JOURNAL ARTICLE

Elimination of mouse allergens in the working environment: assessment of individually ventilated cage systems and ventilated cabinets in the containment of mouse allergens

S Gordon, S W Fisher, R H Raymond
Journal of Allergy and Clinical Immunology 2001, 108 (2): 288-94
11496249

BACKGROUND: Laboratory animal allergy is an important occupational disease that is preventable by reduction of exposure to mammalian allergens.

OBJECTIVE: The purpose of this investigation was to assess the efficacy of safety equipment in containing mouse urinary protein (MUP)--specifically, individually ventilated cage (IVC) systems and class I--type and class II ventilated cabinets.

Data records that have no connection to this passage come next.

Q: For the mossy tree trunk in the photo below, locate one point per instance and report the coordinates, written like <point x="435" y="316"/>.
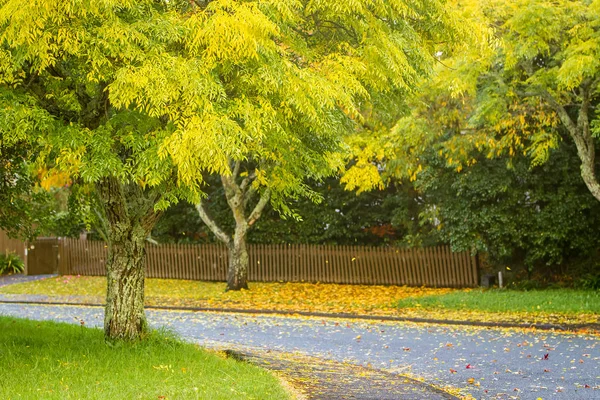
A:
<point x="130" y="214"/>
<point x="237" y="273"/>
<point x="580" y="132"/>
<point x="238" y="197"/>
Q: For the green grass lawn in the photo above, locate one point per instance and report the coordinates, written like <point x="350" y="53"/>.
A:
<point x="46" y="360"/>
<point x="562" y="301"/>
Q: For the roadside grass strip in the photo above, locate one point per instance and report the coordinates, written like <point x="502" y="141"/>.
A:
<point x="47" y="360"/>
<point x="575" y="310"/>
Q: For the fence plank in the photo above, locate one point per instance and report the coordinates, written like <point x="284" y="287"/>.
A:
<point x="438" y="267"/>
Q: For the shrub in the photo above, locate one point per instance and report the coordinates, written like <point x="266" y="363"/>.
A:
<point x="10" y="263"/>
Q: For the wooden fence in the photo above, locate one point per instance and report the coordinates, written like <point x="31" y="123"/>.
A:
<point x="13" y="246"/>
<point x="434" y="266"/>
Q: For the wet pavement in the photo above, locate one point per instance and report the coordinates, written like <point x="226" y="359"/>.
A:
<point x="487" y="363"/>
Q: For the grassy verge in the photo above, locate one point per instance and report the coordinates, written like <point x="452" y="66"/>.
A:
<point x="45" y="360"/>
<point x="561" y="301"/>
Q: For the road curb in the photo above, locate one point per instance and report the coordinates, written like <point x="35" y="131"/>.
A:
<point x="549" y="327"/>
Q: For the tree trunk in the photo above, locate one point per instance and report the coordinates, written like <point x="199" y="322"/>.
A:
<point x="124" y="316"/>
<point x="130" y="216"/>
<point x="237" y="274"/>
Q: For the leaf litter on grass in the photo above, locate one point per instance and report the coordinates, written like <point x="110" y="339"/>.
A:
<point x="301" y="297"/>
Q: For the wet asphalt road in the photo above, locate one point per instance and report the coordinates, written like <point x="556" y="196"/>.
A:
<point x="486" y="363"/>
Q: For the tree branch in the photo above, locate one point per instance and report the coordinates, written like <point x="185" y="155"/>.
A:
<point x="212" y="225"/>
<point x="260" y="206"/>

METHODS: Six IVC systems (which are used to house rodents) were operated at positive and negative pressure. Air samples (2 L/min) were collected at the cage front, cage back, air inlet, and air outlet, and the MUP was quantified by immunoassay. The background MUP of the IVC study room was compared with that of rooms where mice were housed conventionally or in isolators. Class I--type cabinets (n = 2) were tested during the disposal of soiled litter. Air samples were positioned on and behind the operator and inside the cabinet (n = 2). Personal samples were collected while scientific procedures were performed in a class II cabinet and in the open.

RESULTS: All of the IVC systems contained MUP effectively (>250-fold) when operated at negative pressure. At positive pressure, the "unsealed" IVC racks leaked MUP (1- to 25-fold reduction) but the "sealed" IVC system did not. Class I--type cabinets reduced (10-fold) but did not eliminate exposure during "cleaning out." No MUP was detected when procedures were performed in class II cabinets (protection factor, >10-fold).

CONCLUSION: Safety equipment can substantially reduce exposure to mouse allergen. Allergen exposure in holding rooms will be minimized if mice are housed in IVC systems operated at negative pressure or in "sealed" IVC systems at positive pressure. Respiratory protection should be used whenever "unsealed" IVC systems are operated at positive pressure or during "cleaning out" in class I--type cabinets.